Workers called on CPS to overhaul their current practice of serving pre-plated packaged meals to students. They backed up their protest with a new report, “Kitchens Without Cooks,” showing the school board’s intention of building warming kitchens in four of every five elementary schools. CPS even stated, “All new K-8 schools, additions, and renovation projects are planned to be built with warming kitchens.”
“We have food come in, put it on racks, and push it in the oven,” said Patricia Williams, 10-year veteran of school lunchrooms. “We don’t have any utensils, pots and pans. None of that. We warm what they send us in boxes.”
Frozen food’s nutritional value is suspect at best. A recent episode of “Tiny Desk Kitchen” showed 25 ingredients, other than meat, in a typical hamburger served at school.
Some of the added ingredients are vitamins and minerals while others compensate for the artificiality of the beef patty. The necessity of such additional ingredients points to the poor quality of the food. Frontline workers in school cafeterias see and know this.
The kids used to eat the food in Sawyer when we cooked,” said Leo Carter, a lunchroom worker for the last 13 years. “Now that we use the frozen food I see a lot of food going in the garbage. Cooking may be more work for me but I’d do it for the kids.”
Carter has a child and a couple nieces and nephews in CPS. They tell him that the food does not taste good. He joined the protest as a concerned father and lunchroom worker. The report echoes his desire for better food in the schools.

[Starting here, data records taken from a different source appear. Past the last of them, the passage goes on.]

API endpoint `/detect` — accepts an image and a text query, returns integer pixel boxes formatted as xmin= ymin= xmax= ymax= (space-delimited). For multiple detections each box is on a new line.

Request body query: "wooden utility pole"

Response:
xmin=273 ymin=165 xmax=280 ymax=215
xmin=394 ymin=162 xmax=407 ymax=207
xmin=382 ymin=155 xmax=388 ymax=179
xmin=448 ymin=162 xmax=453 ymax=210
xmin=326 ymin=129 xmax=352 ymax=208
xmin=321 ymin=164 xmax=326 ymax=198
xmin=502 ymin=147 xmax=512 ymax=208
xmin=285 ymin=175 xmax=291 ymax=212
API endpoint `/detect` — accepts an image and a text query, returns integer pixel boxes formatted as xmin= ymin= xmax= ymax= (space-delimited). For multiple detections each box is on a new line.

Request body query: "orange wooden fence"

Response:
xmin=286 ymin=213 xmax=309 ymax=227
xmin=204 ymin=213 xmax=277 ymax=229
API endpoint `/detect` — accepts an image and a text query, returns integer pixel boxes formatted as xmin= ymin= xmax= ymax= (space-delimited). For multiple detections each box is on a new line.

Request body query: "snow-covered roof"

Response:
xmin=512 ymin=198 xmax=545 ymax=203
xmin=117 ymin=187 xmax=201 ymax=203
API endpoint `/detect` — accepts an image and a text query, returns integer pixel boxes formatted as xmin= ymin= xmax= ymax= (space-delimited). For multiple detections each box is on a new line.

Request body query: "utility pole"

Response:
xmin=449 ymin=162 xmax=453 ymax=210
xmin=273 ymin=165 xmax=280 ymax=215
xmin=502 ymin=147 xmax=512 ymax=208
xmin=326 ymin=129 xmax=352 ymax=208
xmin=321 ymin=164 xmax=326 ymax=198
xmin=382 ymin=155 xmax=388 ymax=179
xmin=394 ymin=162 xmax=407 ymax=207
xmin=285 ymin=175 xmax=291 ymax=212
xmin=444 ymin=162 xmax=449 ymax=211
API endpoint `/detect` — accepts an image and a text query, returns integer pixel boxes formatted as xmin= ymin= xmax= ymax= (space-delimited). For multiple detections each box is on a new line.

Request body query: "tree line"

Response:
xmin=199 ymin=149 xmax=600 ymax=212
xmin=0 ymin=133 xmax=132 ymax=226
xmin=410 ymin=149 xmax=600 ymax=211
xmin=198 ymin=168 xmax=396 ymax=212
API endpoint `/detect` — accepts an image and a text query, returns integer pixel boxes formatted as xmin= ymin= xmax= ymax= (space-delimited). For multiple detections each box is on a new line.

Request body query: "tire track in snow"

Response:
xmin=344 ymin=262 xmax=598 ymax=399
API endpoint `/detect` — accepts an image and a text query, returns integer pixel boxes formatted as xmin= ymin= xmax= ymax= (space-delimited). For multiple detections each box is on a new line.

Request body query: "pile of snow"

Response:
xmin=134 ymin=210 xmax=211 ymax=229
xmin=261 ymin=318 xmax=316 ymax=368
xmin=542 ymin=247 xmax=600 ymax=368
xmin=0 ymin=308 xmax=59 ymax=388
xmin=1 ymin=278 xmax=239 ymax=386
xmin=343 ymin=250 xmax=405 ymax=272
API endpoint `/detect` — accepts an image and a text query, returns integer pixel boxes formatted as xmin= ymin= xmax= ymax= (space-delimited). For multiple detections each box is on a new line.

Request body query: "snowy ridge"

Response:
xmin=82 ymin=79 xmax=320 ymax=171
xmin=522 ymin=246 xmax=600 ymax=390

Workers want CPS to commit to full-size kitchens in all new schools and refrain from having frozen food replace cooked food. The union claims more than 1,000 signatures from concerned parents. Members dispersed around the loop after the protest to collect more signatures and pass out bananas.
“We used to cook,” said Williams. “We had seasoning and we could make it like home cooking. Now we just warm it. Can’t do anything.”
Unite HERE Local 1 represents 3,200 lunchroom workers in CPS who prepare more than 77,000 school breakfasts and 280,000 lunches in over 600 schools each day.